Beginning in 1922, however, the DUR began a process of devolution when it sold the local Detroit, Michigan streetcar system to the city, under the management of the Department of Street Railways (DSR). The company continued to abandon or sell properties throughout the 1920s; on September 26, 1928, the remainder was reorganized as the Eastern Michigan Railways (EMR).

The Eastern Michigan operated an interurban line from Detroit to Toledo where it connected with Ohio interurbans. With the Cincinnati and Lake Erie interurban connection at Toledo, passenger and freight service was provided from Detroit to Dayton and Cincinnati. This line was abandoned in 1932 due to lack of business.

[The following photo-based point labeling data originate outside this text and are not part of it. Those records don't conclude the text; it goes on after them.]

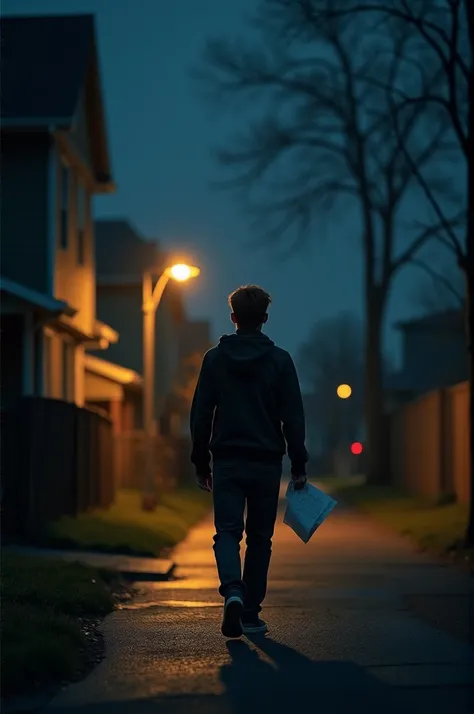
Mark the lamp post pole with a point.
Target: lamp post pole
(151, 300)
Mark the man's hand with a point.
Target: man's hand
(204, 481)
(299, 482)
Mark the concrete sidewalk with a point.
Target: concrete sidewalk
(343, 634)
(129, 566)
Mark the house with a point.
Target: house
(54, 161)
(194, 341)
(434, 354)
(116, 390)
(122, 257)
(56, 454)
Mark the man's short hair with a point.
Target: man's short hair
(249, 304)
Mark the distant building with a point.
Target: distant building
(434, 354)
(54, 161)
(122, 257)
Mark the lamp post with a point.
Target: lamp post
(343, 391)
(151, 299)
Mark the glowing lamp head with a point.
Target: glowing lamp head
(182, 272)
(344, 391)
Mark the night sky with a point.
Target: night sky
(161, 134)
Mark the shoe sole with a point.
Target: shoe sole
(261, 630)
(231, 624)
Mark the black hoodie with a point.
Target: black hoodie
(247, 404)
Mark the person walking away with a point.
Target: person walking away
(247, 412)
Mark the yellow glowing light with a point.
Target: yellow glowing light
(182, 272)
(344, 391)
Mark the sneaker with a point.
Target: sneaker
(231, 623)
(254, 625)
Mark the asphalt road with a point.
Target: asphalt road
(351, 630)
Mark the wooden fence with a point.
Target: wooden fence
(429, 445)
(56, 460)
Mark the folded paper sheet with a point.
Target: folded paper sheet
(306, 509)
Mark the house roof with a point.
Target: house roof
(47, 64)
(449, 319)
(35, 299)
(113, 372)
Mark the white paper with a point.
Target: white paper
(306, 510)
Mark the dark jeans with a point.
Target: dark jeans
(236, 485)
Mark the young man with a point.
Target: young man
(247, 404)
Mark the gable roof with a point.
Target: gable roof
(47, 64)
(448, 319)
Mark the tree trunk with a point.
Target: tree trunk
(469, 267)
(377, 471)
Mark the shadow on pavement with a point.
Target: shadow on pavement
(287, 681)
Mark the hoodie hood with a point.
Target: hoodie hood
(244, 351)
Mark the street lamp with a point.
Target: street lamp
(151, 300)
(344, 391)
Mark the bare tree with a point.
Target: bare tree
(441, 288)
(445, 29)
(322, 88)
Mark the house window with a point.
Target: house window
(81, 222)
(47, 366)
(64, 218)
(67, 371)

In addition to their Michigan holdings, the Detroit United Railway also owned the Sandwich, Windsor and Amherstburg Railway, an interurban trolley line linking Windsor, Ontario with the towns of Tecumseh, Ontario to its east, and to La Salle, Ontario and Amherstburg, Ontario to its southwest. This was purchased in 1901, and sold in 1920. Remnants of the DUR in the Windsor area to this day include the Ganatchio Trail bike path (along former Claireview Street, the original SW&A alignment), and the older bridge foundations on Front Road over River Canard.

== Publications ==
- Electric railway service / Publicity Dept., Detroit United Lines. Detroit, Mich.: 1913–1920, 5 vols. A weekly periodical, now available through googlebooks.com.
- [Safety bulletin] / Pere Marquette Railway Co. Detroit Mich.: 1918–1920.
- Safety: a magazine for all of us / Detroit United Lines. Detroit, Mich.: 1914?- ? For their street car conductors.